Payers and insurance providers typically seek partnerships with organizations with URAC accreditation, as this is synonymous with quality care. It represents a differentiator for healthcare and demonstrates the company’s commitment to quality, leading to improved health outcomes for patients. Accreditation also has two financial benefits: increased patient volume leads to increased revenue, and Medicare payments to accredited facilities are sustained due to appropriate patient status placement.
While it is vitally important to have URAC accreditation, facilities can also continually review and implement policies and procedures that ensure practices are within the boundaries of laws and regulations. Procedures strengthen quality standards. For example, behavioral health screening of patients is a common practice that can be used to analyze and monitor patients.

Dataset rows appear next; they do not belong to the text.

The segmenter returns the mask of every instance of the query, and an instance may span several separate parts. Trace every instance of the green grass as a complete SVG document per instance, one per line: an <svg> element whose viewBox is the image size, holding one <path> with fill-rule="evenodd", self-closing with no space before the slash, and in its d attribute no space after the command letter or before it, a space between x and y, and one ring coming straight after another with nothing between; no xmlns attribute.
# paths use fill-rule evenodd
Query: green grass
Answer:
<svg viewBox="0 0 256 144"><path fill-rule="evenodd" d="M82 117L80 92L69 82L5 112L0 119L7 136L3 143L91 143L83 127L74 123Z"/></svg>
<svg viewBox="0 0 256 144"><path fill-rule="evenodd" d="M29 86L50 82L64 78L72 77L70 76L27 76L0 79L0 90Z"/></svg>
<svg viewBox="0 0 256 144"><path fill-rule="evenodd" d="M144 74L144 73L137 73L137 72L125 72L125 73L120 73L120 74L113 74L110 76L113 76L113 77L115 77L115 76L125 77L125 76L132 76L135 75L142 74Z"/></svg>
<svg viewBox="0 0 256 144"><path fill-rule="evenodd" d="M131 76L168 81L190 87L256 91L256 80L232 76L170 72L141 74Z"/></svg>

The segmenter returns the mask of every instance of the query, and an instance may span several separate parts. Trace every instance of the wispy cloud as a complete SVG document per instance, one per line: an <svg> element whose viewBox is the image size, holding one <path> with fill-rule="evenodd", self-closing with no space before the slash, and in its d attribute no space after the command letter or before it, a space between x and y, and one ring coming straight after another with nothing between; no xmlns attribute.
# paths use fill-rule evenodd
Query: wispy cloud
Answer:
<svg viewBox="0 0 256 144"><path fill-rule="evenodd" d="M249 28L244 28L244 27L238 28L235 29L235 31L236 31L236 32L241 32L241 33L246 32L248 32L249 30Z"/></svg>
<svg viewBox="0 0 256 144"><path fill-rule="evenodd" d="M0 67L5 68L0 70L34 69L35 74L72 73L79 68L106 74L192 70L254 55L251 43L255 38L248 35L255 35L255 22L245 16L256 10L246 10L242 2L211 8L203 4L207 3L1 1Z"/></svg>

In addition, telehealth services help care facilities control and monitor patients who often have large amounts of polypharmacy, where a patient may be taking more than one medication.
Screenings and patient assessments are often an afterthought, but they are a good indicator of how well a patient is adapting to medications, therapies, and other forms of intervention.
Behavior-based telemedicine reduces costs
Although virtual healthcare has grown significantly in recent years, the payer community and insurance providers have yet to realize its full benefits. Utilizing trained providers who can appropriately diagnose and treat behavioral issues through a patient-centered approach using defined clinical protocols results in healthy patients. This ensures patients are treated with appropriate and safe medications and even non-pharmacological options when possible, reducing the risk of adverse outcomes such as hospitalization and medication side effects.
Telemedicine is a great place to start when the payer communities and insurance providers want to work with high patient volumes while applying quality care techniques. Enabling proactive/frequent clinical visits, steps towards URAC accreditation, and implementing quality procedures and policies using telemedicine dramatically reduces the financial burden on payers and insurance providers in the healthcare system.
About dr Jessica Badichek, PharmD, BCGP
dr Badichek received her undergraduate degree from Fairfield University in Connecticut and her doctorate in pharmacy from the University of Sciences in Philadelphia. She is currently Chief Informatics and Compliance Officer at MediTelecare. She has previously worked with patients with opioid use disorders at ComprecareRx Pharmacy (PursueCare) and with hospice and elderly patients at Arrow/Partners Long Term Care Pharmacy. She has extensive experience and knowledge of all aspects of psychopharmacology and the use of psychotropic drugs in geriatric populations.